那天谢小鸾的身子似乎略好些,难得有兴致,便带着沈琼英一起去听戏。当伶人唱到“料团圆今生已稀,要重逢他年怎期?浪打东西似浮萍无蒂,禁不住数行珠泪,羡双双旅雁南归。”这一段时,谢小鸾忍不住潸然泪下。
她一面掏出帕子试掉眼泪,一面对一旁的沈琼英感慨道:“吴王对伍子胥有知遇之恩,他选择以死谏君尽人臣之节,最后只能与幼子生别,真是可叹可敬啊。”
沈琼英望着母亲衰败的面色,内心只觉得愤怒又凄凉:“是了。母亲与伍子胥一样,为了尽夫妇之义,最终选择抛弃幼子追随父亲。可伍子胥是世间烈丈夫,他毕竟带领吴兵攻破楚都,掘墓鞭尸大仇得报。可自己呢,明知父亲死的蹊跷,又何时才能解开真相、报此家仇呢?”
在听完戏的第二天,谢小鸾便辞世了,她临终喃喃念着沈德清的小名,眼睛至死都没闭上。
“姐姐,时候不早了,该起身用早餐了。”春兰的声音打断了沈琼英的沉思。她无声叹了口气,起身用冷水洗了脸,努力让自己清醒些,又加重施了些脂粉,掩盖一夜未曾安睡的憔悴脸色,最后仔细照了照镜子,发现并无异样,这才走入后堂用早餐。
这时柳聪已经将餐点摆在了食案上,除了糖醋瓜、咸鸭蛋、糟猪蹄、马兰头拌香干几样小菜外,正中还摆了一盆茯苓粥。

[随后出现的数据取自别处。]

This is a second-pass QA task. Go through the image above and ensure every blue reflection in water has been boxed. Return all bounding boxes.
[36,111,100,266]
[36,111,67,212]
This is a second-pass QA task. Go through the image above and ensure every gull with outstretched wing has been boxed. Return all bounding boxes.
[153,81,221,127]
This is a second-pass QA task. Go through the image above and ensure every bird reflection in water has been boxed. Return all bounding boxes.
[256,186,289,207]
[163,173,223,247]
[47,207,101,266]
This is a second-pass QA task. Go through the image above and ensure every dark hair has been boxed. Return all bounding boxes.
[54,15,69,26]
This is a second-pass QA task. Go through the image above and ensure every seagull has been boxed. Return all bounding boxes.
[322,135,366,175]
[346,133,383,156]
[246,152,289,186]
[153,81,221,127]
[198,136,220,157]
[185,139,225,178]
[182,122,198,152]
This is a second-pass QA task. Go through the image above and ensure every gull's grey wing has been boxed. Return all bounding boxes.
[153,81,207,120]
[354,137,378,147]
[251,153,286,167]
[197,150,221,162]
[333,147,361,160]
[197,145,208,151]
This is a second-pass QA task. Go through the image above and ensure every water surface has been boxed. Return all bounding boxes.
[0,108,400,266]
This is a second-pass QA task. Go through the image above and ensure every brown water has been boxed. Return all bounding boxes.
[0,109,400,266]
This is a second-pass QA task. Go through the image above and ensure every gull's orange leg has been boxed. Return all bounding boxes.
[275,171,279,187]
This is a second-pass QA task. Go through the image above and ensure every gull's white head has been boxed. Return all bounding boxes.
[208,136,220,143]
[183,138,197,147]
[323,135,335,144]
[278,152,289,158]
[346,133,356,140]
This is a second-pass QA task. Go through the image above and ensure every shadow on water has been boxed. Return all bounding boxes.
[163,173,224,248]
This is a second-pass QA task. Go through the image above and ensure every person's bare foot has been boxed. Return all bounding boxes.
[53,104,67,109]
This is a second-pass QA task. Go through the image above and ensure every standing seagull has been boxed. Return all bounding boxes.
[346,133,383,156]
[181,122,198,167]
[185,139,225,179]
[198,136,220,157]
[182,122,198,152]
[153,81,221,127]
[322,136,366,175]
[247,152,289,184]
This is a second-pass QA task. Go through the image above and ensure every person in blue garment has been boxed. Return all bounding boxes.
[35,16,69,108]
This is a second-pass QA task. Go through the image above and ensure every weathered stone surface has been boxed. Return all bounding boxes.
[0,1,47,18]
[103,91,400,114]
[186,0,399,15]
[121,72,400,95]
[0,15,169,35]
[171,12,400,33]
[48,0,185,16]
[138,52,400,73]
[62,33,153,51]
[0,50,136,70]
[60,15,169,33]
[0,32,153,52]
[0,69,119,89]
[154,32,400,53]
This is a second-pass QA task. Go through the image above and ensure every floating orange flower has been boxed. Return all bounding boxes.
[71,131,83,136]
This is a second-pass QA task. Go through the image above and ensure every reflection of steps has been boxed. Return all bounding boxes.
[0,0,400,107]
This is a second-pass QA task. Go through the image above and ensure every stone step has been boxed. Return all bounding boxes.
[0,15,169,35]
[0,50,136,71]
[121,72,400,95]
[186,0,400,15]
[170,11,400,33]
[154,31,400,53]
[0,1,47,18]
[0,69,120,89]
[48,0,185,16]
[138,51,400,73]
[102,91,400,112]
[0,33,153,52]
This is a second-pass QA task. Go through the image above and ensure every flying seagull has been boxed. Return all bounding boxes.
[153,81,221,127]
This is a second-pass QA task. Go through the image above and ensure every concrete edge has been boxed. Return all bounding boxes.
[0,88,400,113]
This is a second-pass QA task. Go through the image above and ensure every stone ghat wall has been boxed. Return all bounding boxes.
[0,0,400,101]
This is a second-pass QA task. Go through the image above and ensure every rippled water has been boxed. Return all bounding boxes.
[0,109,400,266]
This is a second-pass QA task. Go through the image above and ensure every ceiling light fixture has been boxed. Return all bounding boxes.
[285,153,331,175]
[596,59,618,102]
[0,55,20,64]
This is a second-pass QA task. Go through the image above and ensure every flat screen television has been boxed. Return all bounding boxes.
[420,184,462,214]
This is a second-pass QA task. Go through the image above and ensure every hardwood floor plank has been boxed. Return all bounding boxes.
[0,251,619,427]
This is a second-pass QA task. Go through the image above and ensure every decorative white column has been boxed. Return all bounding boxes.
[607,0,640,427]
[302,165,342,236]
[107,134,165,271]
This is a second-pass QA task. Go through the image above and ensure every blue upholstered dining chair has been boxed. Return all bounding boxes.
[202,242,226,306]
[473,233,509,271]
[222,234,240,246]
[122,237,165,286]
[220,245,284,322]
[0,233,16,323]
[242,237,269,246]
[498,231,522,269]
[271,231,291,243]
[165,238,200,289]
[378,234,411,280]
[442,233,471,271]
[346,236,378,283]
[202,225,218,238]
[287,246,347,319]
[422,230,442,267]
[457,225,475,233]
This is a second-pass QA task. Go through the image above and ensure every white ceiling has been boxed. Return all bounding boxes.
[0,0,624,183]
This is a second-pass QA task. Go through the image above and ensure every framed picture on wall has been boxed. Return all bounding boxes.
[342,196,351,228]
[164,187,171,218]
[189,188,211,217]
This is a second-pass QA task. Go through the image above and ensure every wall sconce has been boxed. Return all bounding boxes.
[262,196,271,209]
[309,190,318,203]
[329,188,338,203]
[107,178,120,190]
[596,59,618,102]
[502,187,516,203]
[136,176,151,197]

柳聪笑对沈琼英道:“我看姐姐这几日睡得不大好,茯苓粥是安神的,便做主熬了粥。”
沈琼英有刹那的失神,沉默着不发一言。
柳聪还以为沈琼英不喜。忙道:“姐姐若不爱喝,灶上还有白粥,要不我给姐姐重新盛一碗?”
“不必了。”沈琼英抬起头,努力收回即将涌出的泪水,勉强笑道:“茯苓粥就很好,我喜欢喝。”
沈琼英随即端起碗来喝了一口,柳聪的手艺很好,这粥熬得软糯适口,浓郁的米香中,隐隐透出茯苓的清香,与自己当年亲手做的味道很像。
只是沈琼英已经不是当年彷徨无助的少女了。如果谢小鸾一辈子都是温室里的花朵的话,那么她宁愿做江南的野草,野火不能把它烧尽,寒霜不能使它凋零,即使环境再严酷,也始终不屈不饶,保持着勃勃生机。
无论如何,都要努力加饭餐。就着桌上的小菜,沈琼英缓缓将这一碗茯苓粥喝完,脸上终于露出释然的笑容。
这时店内一名伙计匆匆过来对沈琼英道:“掌柜的,韩治中来醉仙楼了,要不要请他进来?”